A novel method to test food for bacterial contamination has been developed by microbiologists from Oregon State University.
They suggest that the new approach would be easier to use, faster and more directly related to toxicity assessment than conventional approaches now used to test food for bacterial contamination and safety.
This technique can detect such important food-associated bacteria as Salmonella and Clostridium perfringens, responsible for diarrheal illnesses; Bacillus cereus, responsible for gastrointestinal illness characterized by vomiting and diarrhea, and often referred to as stomach flu, and Clostridium botulinum, which causes toxin-induced botulism, characterized by paralysis.

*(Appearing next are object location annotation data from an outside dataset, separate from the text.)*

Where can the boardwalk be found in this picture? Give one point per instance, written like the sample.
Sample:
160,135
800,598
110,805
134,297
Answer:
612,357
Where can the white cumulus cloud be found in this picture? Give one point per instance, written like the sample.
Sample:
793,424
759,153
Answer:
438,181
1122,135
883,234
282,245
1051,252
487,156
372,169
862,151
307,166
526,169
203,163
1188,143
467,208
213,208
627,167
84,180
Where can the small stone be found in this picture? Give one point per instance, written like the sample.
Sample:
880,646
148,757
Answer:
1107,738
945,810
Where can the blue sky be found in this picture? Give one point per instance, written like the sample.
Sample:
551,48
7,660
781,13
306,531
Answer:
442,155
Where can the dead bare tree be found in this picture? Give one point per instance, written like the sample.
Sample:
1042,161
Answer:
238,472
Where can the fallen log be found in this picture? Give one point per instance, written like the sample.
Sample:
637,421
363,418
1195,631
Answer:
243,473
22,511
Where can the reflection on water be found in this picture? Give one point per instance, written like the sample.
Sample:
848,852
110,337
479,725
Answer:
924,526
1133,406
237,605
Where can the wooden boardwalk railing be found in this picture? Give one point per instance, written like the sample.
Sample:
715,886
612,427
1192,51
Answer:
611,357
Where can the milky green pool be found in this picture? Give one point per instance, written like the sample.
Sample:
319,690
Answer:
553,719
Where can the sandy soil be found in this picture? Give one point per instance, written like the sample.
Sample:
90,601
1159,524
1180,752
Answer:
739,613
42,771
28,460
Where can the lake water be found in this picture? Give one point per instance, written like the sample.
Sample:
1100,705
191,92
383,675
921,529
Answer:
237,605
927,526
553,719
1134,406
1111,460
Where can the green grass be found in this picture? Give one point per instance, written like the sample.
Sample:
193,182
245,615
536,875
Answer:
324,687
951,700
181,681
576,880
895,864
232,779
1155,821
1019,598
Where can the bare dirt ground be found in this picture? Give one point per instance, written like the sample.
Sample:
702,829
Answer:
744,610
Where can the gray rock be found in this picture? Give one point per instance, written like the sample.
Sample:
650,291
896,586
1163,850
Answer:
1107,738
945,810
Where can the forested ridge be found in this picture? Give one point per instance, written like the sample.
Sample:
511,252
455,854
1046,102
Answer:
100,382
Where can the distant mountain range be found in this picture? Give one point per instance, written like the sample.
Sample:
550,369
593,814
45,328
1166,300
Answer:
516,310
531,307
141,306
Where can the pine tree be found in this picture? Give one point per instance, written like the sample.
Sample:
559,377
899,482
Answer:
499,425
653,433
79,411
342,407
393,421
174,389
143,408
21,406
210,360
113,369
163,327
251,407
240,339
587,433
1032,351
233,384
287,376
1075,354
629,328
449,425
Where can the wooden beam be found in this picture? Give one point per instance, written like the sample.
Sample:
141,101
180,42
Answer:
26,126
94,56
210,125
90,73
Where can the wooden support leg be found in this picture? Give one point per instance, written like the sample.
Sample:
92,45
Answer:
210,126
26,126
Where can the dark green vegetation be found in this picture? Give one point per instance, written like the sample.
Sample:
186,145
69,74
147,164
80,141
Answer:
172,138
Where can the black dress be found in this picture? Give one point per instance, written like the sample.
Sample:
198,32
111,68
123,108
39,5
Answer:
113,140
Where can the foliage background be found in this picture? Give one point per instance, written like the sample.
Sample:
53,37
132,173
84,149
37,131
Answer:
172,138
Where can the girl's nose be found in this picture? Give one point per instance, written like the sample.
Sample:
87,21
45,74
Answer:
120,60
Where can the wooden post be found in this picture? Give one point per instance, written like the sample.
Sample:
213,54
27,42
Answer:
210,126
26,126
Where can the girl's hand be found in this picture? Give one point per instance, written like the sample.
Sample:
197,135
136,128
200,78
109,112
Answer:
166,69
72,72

"Rapid methods are not readily available to directly assess the toxicity of bacterial contamination in a user-friendly fashion," said Janine Trempy, professor of microbiology and associate dean of the OSU College of Science.
"When this new technology is commercially available, we should be able to provide a higher level of assurance to the consumer while avoiding the waste of millions of dollars worth of food that is suspected of bacterial contamination, but actually is safe."
"Bacteria are common on exposed surfaces, including the food products we consume," Trempy said.
"Simply knowing they are there doesn't completely tell you, in a direct measurement, about their potential to make you sick or whether the food is safe to eat," she added.
The new approach, by contrast, is built on the unusual characteristics of certain "chromatophore" or pigment bearing cells, called erythrophores, from Siamese fighting fish, whose response to specific toxic chemicals have been studied in detail by Trempy's collaborator, OSU biochemist Phil McFadden.